The Bank for International Settlements, Financial Stability Board and Group of 7 (G7) are among the international standard-setters that have begun scrutinising Facebook’s plans for its new currency.

Löber posed several general questions in relation to the practical operation of digital assets, which require definitive answers: “Can you use these assets as collateral? Can you net a position in a digital asset with positions you have in traditional assets? How do you treat insolvency? How do you deal with liabilities and remedies? And, in conflicts of law, what is the relevant forum for settling disputes?”

However, he said the ECB had conducted an exercise to see if current global standards are sufficiently “tech-neutral” to address developments in the new systems that underpin digital assets.

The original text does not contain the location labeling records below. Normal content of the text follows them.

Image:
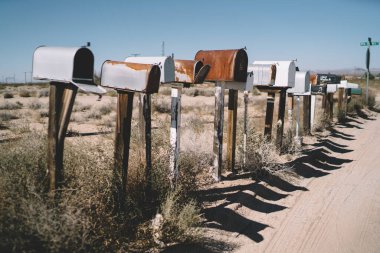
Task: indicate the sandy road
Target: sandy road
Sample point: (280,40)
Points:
(340,212)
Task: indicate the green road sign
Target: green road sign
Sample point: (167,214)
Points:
(375,43)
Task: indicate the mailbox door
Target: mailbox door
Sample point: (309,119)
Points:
(130,76)
(166,65)
(226,65)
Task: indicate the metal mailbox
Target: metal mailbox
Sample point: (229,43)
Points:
(68,65)
(328,79)
(318,89)
(285,72)
(166,64)
(190,71)
(131,76)
(262,74)
(226,65)
(302,84)
(331,88)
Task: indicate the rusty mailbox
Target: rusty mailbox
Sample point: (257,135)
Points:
(68,65)
(166,64)
(136,77)
(302,84)
(229,66)
(190,71)
(283,71)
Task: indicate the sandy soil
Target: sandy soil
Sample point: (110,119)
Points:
(333,207)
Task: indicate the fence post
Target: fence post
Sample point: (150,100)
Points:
(218,131)
(61,102)
(175,127)
(122,141)
(232,119)
(281,116)
(269,116)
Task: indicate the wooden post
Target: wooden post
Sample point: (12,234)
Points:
(312,110)
(298,139)
(269,116)
(331,112)
(340,99)
(145,134)
(231,137)
(306,114)
(245,130)
(61,101)
(175,127)
(290,112)
(218,131)
(122,140)
(281,116)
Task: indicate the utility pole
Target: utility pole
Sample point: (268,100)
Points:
(368,55)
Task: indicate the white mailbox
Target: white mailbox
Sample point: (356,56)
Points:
(302,84)
(285,72)
(131,76)
(331,88)
(166,64)
(68,65)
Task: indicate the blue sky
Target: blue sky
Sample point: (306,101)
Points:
(324,34)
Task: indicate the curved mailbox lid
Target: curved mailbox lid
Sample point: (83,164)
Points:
(302,83)
(226,65)
(131,76)
(263,74)
(165,63)
(66,64)
(331,88)
(285,72)
(190,71)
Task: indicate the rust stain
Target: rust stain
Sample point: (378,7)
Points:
(226,65)
(135,66)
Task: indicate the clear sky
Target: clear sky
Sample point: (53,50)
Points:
(320,34)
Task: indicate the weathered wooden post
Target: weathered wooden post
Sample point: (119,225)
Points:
(127,78)
(301,88)
(68,68)
(306,114)
(228,70)
(186,72)
(166,64)
(274,76)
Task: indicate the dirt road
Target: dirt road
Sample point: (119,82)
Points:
(340,212)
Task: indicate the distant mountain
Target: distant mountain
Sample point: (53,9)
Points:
(348,72)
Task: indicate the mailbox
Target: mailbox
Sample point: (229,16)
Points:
(262,74)
(328,79)
(68,65)
(131,76)
(165,63)
(285,72)
(302,84)
(331,88)
(318,89)
(226,65)
(189,71)
(356,91)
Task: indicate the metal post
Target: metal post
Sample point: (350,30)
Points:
(218,131)
(281,116)
(122,141)
(269,116)
(245,128)
(231,137)
(175,134)
(61,101)
(145,133)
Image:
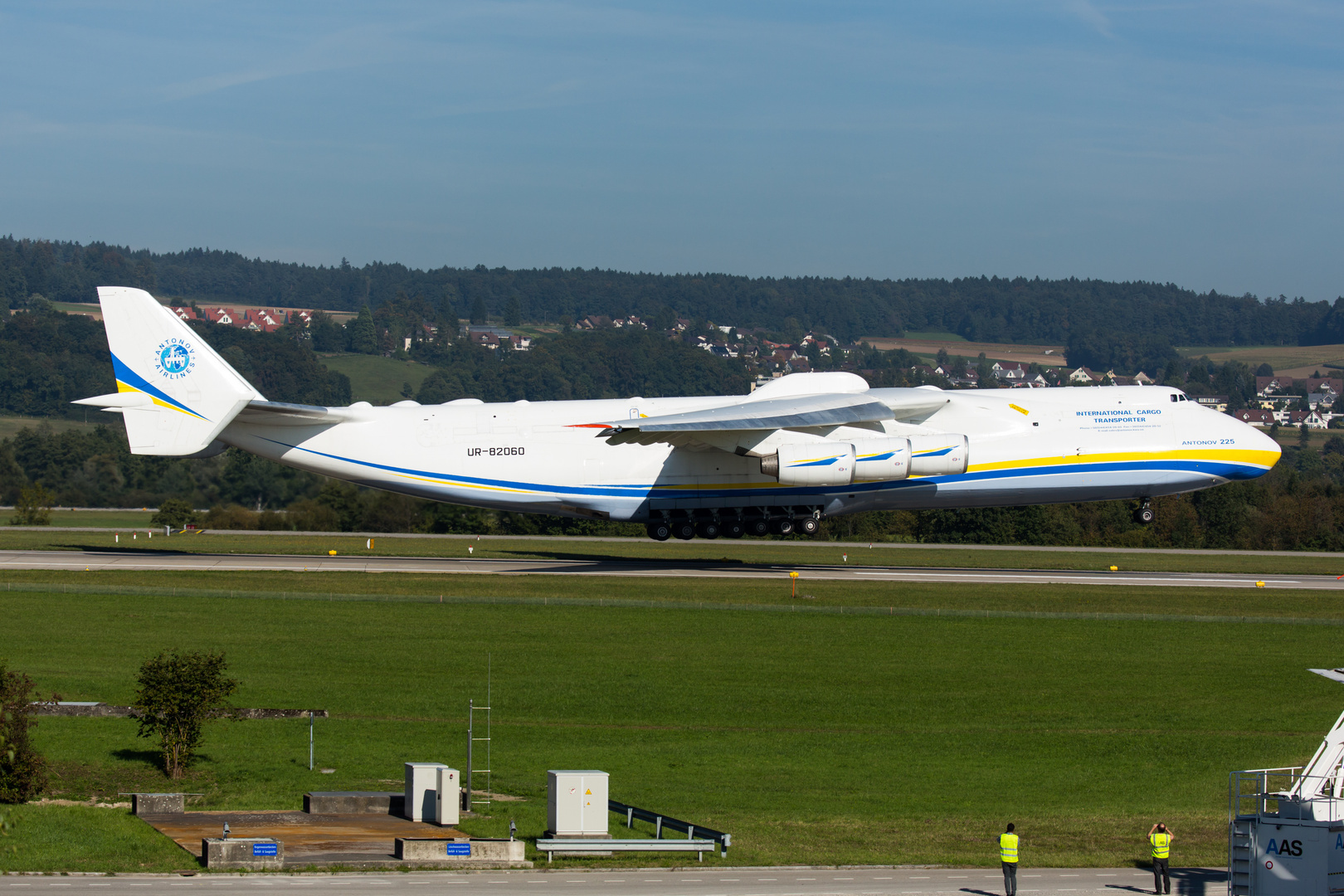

“We came to the conclusion that basically they are in practice,” he said. “Amongst the 65 financial market infrastructures (FMIs) that the Eurosystem oversees, we already have FMIs operating based on new technology.”

This month, the International Organization of Securities Commissions (Iosco) said its analysis has shown stablecoins “can include features that are typical of regulated securities”. This means its existing principles and standards may apply to stablecoins, depending on how they are structured.

Value transfer

In another report in October, the G7 said that whether or not stablecoins constitute securities or financial instruments in a particular jurisdiction will depend on the features of the coin and applicable legislation.

According to Löber, since “at its core is a proposition to transfer value”, Libra should be regulated as a payment system.

Speaking on the same panel, Harriet Territt, partner at law firm Jones Day, said she believes stablecoins will become important for managing volatility risk and currency risk, to the extent that they exchange currencies from a hedging perspective.

Territt added that central bank digital currencies (CBDCs) are set to be “transformative”.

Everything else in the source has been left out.